This is not about a lack of talent. It is about a structure that does not allow failure as part of the learning process. Renard built the Tunisian team not by searching for 'stars,' but by selecting 17 players who had played together in the domestic league for at least two seasons—a approach similar to Japan's team-building model, but far from the reality in Malaysia, where 41% of senior Super League players move clubs every season (Malaysia League data, 2023/24).
What Malaysia Can Learn—Not Imitate, But Translate
Renard does not offer a magical recipe. But he offers principles: systemic consistency, not individual surprises. In Tunisia, he introduced a *possession under pressure* training module tested for 14 months before being used in official matches. In Malaysia, the FAM 2022 training modules are still not fully tested in all club academies—only 52% of clubs reported full implementation of the module in the FAM 2023 annual audit report.
What matters: Renard reminds us that success is not measured by a single trophy. It is measured by the resilience of the system—how long a team can withstand pressure, how many young players emerge organically, and how stable the performance is over 36 consecutive months. In Malaysia, the performance of Harimau Malaya is erratic: from a 4–0 win over Laos in November 2023 to a 0–3 loss to Vietnam in March 2024—without structural changes, only coach changes. That is not evolution. It is surface-level turbulence.

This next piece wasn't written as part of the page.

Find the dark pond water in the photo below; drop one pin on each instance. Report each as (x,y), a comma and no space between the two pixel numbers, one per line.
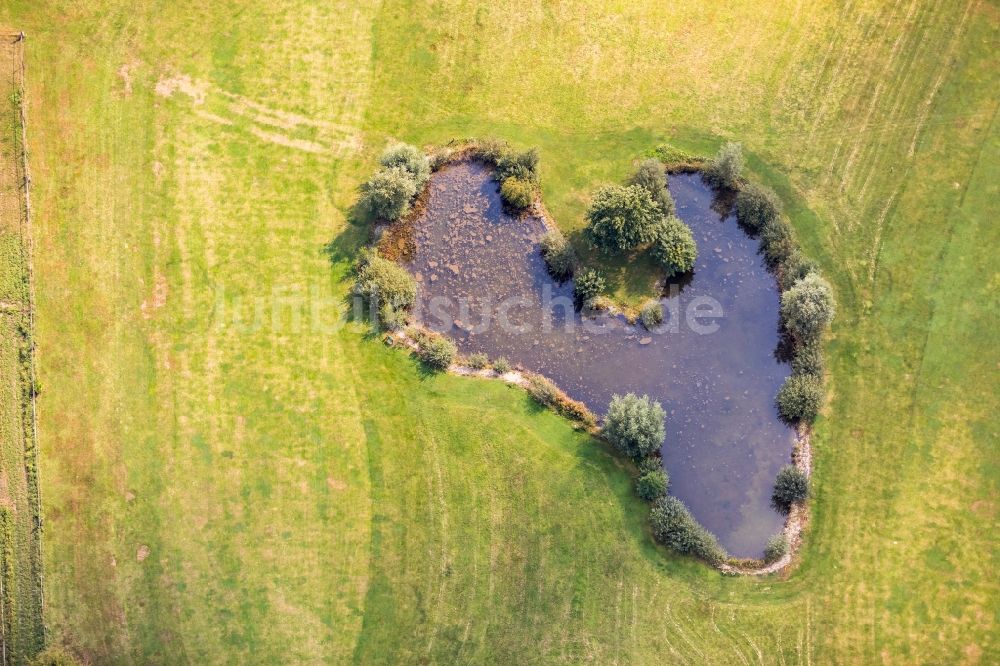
(484,283)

We do not need more 'magicians.' We need more people who are willing to say: 'I am not a magician—but I will wake up tomorrow morning and start from the foundation.'
And that foundation is not in Guadaloupe. It is in Bukit Jalil. In Astaka Field. On school fields in Kota Bharu and Sibu. Where children still play football with old shoes, but their eyes still shine—not because they are waiting for miracles, but because they believe in a future built step by step.